The susceptibility of a person to P. falciparum malaria is partly determined by the level of immunity; pregnant women have been shown to have a risk of severe malaria that is three times as high as that among non-pregnant women [1]. Elucidation of the immunologic alterations and adaptations that occur during pregnancy suggests that older concepts of pregnancy as a state of systemic immunosuppression are oversimplified; instead pregnancy may be viewed as a modulated immunologic condition, not a state of immunosuppression. Decreases in adaptive immunity seen in later stages of pregnancy with diminished numbers and function of CD4+, CD8+, and natural killer cells could affect antiviral, antifungal, or antiparasitic responses and delay clearance of the offending microorganism. Pregnancy thus may lead to an increased risk of mortality in malaria from higher degrees of parasitemia, in part due to this altered immune response to hormonal, immunological and hematological changes. Furthermore, the placenta is an active immunologic site, capable of interacting with and demonstrating a tropism of specific pathogens (e.g., listeria or P. falciparum); P. falciparum parasites selectively accumulate in the placenta. Syncytiotrophoblastic chondroitin sulfate A (CSA) and hyaluronic acid have been identified as adhesion molecules for parasite attachment to placental cells. While CD36 cells are the main endothelial receptor in the vasculature system, P. falciparum membrane protein-1 (PfEMP1) variants bind to CSA, but not CD36 in the placenta [1,2]. Lack of immunity to PfEMP-1 variants during pregnancy, may leave a woman highly susceptible to new infection from malaria, which may be less severe if there has been previous exposure to CSA binding of parasites. Placental infection from malaria elicits the production of inflammatory cytokines which activates the maternal immune system and may lead to placental damage and miscarriage or preterm labor, intrauterine growth retardation, anemia, or stillbirth [3].

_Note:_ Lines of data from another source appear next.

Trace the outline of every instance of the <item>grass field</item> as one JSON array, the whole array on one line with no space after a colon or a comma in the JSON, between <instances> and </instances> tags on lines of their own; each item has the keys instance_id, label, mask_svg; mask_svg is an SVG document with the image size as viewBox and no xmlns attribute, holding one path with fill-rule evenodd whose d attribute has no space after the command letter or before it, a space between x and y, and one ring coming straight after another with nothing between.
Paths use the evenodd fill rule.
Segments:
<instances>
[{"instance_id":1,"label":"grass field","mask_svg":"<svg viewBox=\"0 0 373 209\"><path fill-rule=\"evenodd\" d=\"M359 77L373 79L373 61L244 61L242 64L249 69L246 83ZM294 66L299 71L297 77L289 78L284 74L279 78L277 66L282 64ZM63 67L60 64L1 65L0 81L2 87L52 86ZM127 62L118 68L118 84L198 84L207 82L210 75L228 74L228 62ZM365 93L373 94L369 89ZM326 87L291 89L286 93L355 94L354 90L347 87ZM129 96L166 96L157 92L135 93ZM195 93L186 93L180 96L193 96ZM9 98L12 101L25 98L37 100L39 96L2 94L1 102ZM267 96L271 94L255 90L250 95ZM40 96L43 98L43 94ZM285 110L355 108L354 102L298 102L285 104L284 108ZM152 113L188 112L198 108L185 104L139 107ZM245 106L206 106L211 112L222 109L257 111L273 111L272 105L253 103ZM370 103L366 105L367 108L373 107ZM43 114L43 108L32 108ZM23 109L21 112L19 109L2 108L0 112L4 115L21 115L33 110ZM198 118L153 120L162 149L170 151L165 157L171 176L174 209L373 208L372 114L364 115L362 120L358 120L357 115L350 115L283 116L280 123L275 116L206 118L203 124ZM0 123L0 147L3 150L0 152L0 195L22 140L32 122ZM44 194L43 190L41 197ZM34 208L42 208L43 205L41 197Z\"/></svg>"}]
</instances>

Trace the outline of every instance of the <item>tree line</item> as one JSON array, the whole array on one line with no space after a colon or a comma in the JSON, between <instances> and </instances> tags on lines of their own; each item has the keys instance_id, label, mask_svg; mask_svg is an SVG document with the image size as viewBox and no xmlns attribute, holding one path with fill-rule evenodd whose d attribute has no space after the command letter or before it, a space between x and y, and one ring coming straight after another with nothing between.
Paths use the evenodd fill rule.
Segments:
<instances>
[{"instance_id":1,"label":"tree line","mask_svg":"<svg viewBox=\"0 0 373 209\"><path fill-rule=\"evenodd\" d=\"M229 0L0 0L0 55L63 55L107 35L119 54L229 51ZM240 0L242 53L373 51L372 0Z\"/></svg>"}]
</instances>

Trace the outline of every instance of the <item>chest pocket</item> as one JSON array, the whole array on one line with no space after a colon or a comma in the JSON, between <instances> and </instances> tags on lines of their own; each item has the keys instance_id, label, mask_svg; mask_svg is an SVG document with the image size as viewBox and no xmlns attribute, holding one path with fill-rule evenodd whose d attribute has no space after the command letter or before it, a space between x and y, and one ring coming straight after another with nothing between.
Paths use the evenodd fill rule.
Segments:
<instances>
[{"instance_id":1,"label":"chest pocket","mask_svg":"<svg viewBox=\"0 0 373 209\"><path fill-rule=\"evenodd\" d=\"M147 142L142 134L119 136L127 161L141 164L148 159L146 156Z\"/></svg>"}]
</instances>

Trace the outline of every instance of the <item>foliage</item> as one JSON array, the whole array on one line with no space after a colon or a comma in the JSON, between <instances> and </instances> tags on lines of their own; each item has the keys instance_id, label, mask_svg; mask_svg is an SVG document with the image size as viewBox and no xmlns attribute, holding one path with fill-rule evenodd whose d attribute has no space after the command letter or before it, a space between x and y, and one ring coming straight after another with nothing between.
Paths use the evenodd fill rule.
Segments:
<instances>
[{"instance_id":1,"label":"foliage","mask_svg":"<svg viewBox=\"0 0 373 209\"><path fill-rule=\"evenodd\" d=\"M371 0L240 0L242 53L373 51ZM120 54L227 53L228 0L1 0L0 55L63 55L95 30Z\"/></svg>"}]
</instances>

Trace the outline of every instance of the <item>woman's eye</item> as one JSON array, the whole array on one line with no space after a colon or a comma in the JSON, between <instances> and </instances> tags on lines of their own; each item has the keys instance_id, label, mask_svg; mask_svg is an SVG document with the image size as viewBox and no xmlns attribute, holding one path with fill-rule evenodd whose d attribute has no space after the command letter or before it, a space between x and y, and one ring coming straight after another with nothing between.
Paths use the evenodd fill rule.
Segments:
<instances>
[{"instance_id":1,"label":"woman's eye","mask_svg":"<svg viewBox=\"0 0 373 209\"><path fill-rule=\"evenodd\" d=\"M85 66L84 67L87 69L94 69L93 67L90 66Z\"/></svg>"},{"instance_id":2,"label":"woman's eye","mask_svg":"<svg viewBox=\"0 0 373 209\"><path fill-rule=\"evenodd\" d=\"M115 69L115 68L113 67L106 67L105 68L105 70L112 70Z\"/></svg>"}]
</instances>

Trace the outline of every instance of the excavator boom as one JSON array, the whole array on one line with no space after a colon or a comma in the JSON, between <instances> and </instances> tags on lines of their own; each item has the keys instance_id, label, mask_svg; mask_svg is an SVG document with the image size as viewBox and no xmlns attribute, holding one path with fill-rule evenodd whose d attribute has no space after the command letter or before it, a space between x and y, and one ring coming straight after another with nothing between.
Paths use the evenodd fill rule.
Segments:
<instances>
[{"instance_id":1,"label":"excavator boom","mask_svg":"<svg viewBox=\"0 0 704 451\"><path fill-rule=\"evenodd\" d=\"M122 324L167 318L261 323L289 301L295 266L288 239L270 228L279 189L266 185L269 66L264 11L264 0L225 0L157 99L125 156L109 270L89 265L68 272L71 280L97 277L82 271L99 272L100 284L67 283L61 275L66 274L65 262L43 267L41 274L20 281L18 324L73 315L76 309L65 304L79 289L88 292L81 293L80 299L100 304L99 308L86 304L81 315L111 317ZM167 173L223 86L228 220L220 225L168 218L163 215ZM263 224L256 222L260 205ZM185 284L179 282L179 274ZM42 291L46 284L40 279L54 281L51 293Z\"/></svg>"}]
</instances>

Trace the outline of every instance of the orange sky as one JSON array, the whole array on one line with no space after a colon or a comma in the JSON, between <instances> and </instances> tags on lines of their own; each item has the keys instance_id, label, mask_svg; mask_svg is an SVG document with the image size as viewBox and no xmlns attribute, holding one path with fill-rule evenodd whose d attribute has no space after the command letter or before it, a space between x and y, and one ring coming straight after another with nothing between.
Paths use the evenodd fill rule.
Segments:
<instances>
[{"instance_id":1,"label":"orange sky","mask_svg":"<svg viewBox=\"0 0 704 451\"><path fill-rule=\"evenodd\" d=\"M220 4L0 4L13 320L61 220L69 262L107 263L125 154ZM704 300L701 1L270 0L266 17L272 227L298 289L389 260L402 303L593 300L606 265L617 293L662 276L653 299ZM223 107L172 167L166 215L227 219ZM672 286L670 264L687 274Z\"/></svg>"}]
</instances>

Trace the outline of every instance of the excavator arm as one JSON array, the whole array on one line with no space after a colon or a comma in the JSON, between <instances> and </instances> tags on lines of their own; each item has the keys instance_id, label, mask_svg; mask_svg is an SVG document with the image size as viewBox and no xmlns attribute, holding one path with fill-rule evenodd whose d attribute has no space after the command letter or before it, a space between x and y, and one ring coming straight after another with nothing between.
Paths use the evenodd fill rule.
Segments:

Preventative strategies with perinatal care and education along with mosquito nets are a very important part of maternal care in endemic areas [4,5]. Intermittent preventive treatment with suphadoxin-pyrimethamine in certain parts of the world has also shown to help prevent malaria in pregnancy [4]. Treatment of malaria in pregnancy includes chloroquine to treat uncomplicated malaria caused by all species, unless there is concern about P. falciparum chloroquine-resistant species. When P. falciparum chloroquine-resistance is suspected, mefloquine or a combination of oral quinine and intravenous clindamycin is recommended [6]. Prompt recognition, diagnosis, and treatment of malaria in a pregnant woman is vital for the successful outcome for mother and child.